As an emerging communication infrastructure, wavelength-division multiplexing (WDM) based optical network-on-chip (ONoC) provides ultra-high bandwidth, low latency and low power dissipation for high-performance computing systems. However, there remain two major challenges in this architecture. One is the intrinsic thermal susceptibility. Under temperature variations, core functional optical devices suffer from significant thermal-induced optical power losses, which seriously threaten ONoCs’ reliability. The other is communication conflicts, which potentially counteracts the advantages of ONoCs in communication performance and energy efficiency. To co-optimize the communication performance and the thermal reliability of ONoCs, in this chapter, we propose a brand-new process variation (PV)-tolerant optical temperature sensor design, PV-OTS, for accurate and efficient thermal monitoring on ONoCs. Effective temperature monitoring, performing as the foundation of thermal-aware management techniques, is critical for ONoCs.

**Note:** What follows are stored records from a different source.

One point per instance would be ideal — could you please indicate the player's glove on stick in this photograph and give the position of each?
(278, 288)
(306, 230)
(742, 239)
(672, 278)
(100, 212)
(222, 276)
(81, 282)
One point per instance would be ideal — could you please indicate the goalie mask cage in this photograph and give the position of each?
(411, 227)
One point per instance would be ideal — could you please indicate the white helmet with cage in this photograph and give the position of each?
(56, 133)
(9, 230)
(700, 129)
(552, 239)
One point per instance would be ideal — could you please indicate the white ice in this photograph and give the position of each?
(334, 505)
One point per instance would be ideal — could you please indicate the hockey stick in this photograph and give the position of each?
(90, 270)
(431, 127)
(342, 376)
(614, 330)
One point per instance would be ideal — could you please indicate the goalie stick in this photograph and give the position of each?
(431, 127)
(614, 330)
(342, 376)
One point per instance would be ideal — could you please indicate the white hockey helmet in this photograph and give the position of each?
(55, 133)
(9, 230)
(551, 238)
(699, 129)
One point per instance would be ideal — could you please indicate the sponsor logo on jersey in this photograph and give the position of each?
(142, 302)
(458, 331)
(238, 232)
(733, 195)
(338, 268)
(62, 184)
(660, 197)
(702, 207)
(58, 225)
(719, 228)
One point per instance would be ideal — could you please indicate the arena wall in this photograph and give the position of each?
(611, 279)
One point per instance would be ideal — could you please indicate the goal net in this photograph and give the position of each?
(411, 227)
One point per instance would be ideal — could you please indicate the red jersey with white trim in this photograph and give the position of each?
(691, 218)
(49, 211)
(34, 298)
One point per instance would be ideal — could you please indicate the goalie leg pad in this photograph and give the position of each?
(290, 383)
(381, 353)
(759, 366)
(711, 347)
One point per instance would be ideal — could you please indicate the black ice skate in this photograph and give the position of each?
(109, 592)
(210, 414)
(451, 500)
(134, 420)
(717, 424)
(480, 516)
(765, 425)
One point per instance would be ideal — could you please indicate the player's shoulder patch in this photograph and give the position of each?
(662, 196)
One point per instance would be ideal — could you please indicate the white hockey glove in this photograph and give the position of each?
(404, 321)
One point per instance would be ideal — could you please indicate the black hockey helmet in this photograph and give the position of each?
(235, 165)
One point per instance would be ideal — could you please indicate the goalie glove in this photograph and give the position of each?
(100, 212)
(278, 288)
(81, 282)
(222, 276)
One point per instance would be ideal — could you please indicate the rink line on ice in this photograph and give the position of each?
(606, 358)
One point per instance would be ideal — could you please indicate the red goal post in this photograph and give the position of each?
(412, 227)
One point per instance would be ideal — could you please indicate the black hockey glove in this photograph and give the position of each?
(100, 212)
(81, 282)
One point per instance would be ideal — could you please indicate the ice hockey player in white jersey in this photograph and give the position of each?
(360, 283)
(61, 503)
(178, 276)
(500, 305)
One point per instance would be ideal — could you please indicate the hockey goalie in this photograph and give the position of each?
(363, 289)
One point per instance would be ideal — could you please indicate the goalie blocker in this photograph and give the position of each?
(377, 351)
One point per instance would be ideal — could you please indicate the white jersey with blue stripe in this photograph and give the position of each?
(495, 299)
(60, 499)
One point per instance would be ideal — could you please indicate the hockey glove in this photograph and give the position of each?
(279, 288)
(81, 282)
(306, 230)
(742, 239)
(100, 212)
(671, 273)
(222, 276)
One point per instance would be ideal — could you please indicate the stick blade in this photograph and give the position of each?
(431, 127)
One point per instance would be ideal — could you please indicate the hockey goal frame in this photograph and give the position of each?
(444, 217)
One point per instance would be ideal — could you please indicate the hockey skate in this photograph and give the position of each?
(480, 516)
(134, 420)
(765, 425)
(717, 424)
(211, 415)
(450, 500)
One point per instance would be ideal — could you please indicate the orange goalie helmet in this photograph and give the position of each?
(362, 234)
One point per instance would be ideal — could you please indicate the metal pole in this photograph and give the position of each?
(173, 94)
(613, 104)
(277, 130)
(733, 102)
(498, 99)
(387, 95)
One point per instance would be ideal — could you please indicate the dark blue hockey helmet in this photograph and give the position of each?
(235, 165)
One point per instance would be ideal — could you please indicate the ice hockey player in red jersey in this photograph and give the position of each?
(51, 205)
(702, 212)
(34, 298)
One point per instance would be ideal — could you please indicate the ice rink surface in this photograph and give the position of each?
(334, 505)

On that basis, we further develop novel routing approaches to resolve both the communication conflict and thermal susceptibility challenges in ONoCs. Evaluation results show the high accuracy of the proposed PV-OTS, with an untrimmed inaccuracy of only 0.8650°C over a large operating temperature range from 25 to 105°C. Compared to state-of-the-art techniques, based on guaranteed thermal reliability, our routing approaches averagely improve communication performance by 159.64% and reduce energy overhead by 8.10%.